A conversa com Marcelo Rebelo de Sousa durou pouco mais de meia hora. À saída, Luís Montenegro falou aos jornalistas e atirou a contar contra o líder do PSD. “Lamento que o dr. Rui Rio não tenha tido a coragem de marcar eleições diretas no PSD“, afirmou o ex-líder parlamentar dos sociais-democratas.

Sobre a conversa com o Presidente da República, Montenegro não quis alongar-se em grandes explicações. Fez saber apenas que a intenção de ser recebido por Marcelo Rebelo de Sousa – “uma referência do país e, até mesmo, do PSD” – foi a de enquadrar o desafio que deixou a Rui Rio na sexta-feira passada. “E mais não direi”, assegurou.

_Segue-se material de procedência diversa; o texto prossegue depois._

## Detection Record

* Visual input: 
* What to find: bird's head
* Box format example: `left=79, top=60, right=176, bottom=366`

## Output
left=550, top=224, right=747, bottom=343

Confrontado com a decisão do líder do PSD de convocar um Conselho Nacional extraordinário para votar uma moção de confiança, o ex-deputado foi claro no seu repúdio pela decisão. Lamentando que Rio tenha mostrado “medo” e “falta de coragem”, Montenegro voltou a defender a marcação de eleições diretas no partido. “Entendo que uma verdadeira clarificação da posição política do PSD e da forma como o PSD se deve colocar para enfrentar os próximos atos eleitorais só tem efeito pleno com a pronúncia de todos os militantes”, acrescentou.

A leitura que faz do momento que o partido atravessa é negativa. E, à semelhança daquilo que disse na sexta-feira, quando pediu ao líder dos sociais-democratas que convocasse eleições diretas e em que se mostrou disponível para concorrer à presidência do PSD, Montenegro justificou o timing deste anúncio. “Primeiro, passou um ano desde que o dr. Rui Rio foi eleito e desde que apresentou a sua estratégia. Essa estratégia foi executada e teve um resultado, que, na minha opinião e na opinião de muitos militantes, foi um mau resultado“, explicou. “E em segundo lugar, porque fazer uma clarificação permitiria ainda fazê-lo com tempo de inverter a situação, podendo apresentar-nos aos eleitores com uma posição reforçada”.

O desafiador de Rio garantiu ainda que não pretende, por agora, apresentar uma moção de censura ao líder. “O propósito da minha comunicação de sexta-feira, e o meu único objetivo, era o de marcar eleições diretas no PSD e dar a palavra aos militante. Acho que ainda vamos a tempo de o fazer”, disse.

Desde sexta-feira que o ex-líder da bancada laranja tem sido acusado de estar mais preocupado com as listas de deputados que vão ser sufragadas nas legislativas de outubro do que com o futuro do PSD. Uma acusação que refuta, utilizando o seu próprio exemplo. “Acho um absurdo que se possa fazer crer que o nível de responsabilidade que está associado a um passo como aquele que eu dei pudesse ter na sua génese qualquer preocupação com listas. Aliás, a começar por mim, que saí do Parlamento por minha iniciativa. Não estou preocupado com o meu lugar nem com o lugar dos deputados que lá estão hoje a exercer funções”, afiançou, insinuando de seguida que essa também é uma preocupação de “muitos apoiantes” de Rui Rio.

Repetiu inúmeras vezes a ideia de que não pretende reunir assinaturas para convocar um Conselho Nacional extraordinário para votar uma moção de censura. “Não é a minha praia”, ironizou. “Disse que estava disponível para disputar eleições diretas e ainda estou. O país e o PSD sabem que há, no partido, quem pense de forma diferente”, concluiu, reforçando o pedido para que “qualquer órgão do partido” convoque eleições diretas.

Curiosamente, à mesma hora que Luís Montenegro começou a falar aos jornalistas, a direção do PSD enviou um comunicado às redações em que anunciava a data do Conselho Nacional extraordinário convocado por Rui Rio para votar a moção de confiança. Irá realizar-se num hotel do Porto, na próxima quinta-feira, dia 17, às 17h00.